The third sort is others who are made to hope for God’s command. He is saying, “There are others, a group with great faults and dreadful offenses, bad deeds, crooked words, and numerous plaintiffs—unfit children, impudent youths, weak old men, ungrateful poor, impure rich, cruel in the day of good fortune, insolent in the days of strength, no foundation except in the heart, strangers to familiarity and attestation.” Of them He says, “made to hope for God’s command: Leave them to My will and put them down with hope and do not throw them into despair. Either He will chastise them, or He will turn toward them. Either He will chastise them with justice or accept their excuses through bounty. If He is just, that is permissible for Him, and if He shows bounty, that is fitting.” Not everything that is permissible for justice is fitting for bounty, but everything fitting for bounty is permissible for justice.

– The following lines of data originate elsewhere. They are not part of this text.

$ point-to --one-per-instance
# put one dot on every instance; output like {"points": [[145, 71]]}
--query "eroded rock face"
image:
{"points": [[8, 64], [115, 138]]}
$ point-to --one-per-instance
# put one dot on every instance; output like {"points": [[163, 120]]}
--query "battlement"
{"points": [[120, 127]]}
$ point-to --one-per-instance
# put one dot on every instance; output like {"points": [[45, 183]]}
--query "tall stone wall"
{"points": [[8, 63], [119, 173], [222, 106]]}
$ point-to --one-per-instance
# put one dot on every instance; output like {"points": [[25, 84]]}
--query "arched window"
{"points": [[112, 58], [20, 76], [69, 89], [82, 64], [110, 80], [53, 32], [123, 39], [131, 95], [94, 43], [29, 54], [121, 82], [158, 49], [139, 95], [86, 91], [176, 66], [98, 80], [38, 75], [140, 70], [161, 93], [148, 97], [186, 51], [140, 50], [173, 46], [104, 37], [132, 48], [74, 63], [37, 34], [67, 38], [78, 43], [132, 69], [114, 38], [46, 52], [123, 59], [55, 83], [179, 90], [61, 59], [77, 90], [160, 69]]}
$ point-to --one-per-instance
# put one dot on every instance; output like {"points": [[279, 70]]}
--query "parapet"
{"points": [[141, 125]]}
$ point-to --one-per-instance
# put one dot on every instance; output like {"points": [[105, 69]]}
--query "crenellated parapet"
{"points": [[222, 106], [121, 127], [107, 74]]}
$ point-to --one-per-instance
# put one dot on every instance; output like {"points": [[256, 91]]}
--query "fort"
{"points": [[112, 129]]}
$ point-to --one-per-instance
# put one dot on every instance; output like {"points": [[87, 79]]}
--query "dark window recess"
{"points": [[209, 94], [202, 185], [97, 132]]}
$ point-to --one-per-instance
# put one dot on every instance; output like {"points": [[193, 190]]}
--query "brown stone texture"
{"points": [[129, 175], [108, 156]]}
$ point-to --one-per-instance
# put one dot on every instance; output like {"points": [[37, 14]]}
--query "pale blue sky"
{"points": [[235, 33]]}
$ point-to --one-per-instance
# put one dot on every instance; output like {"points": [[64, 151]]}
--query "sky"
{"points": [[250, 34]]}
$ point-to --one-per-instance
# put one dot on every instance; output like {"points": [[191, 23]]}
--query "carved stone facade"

Bounty is ruler over justice, and justice is captive in bounty’s hand. Justice is silent before bounty, and bounty has the ring of a union in its ear. Do you not see that justice is hidden and bounty apparent such that the enemy is deluded and the friend distracted? Then He says, “And God is knowing, wise.” God knows through right knowledge, without error, and He is wise without negligence or fault. Nothing is missing from His knowledge, nothing is outside of His power, and nothing overcomes His decree. He keeps the creatures in His decree, between His bounty and justice, in His knowledge. He is alone in His creation without any other, knowing through beginningless knowledge before all known things, His Essence always before all creatures, right in knowledge, pure in knowing, always working, bestowing as fits Him; He is true in speech, pure in knowledge, fine in artisanry, complete in bounty, eternal in love—majestic is His majesty, exalted His magnificence, tremendous His rank! Majestic is His unity and holy His self-sufficiency!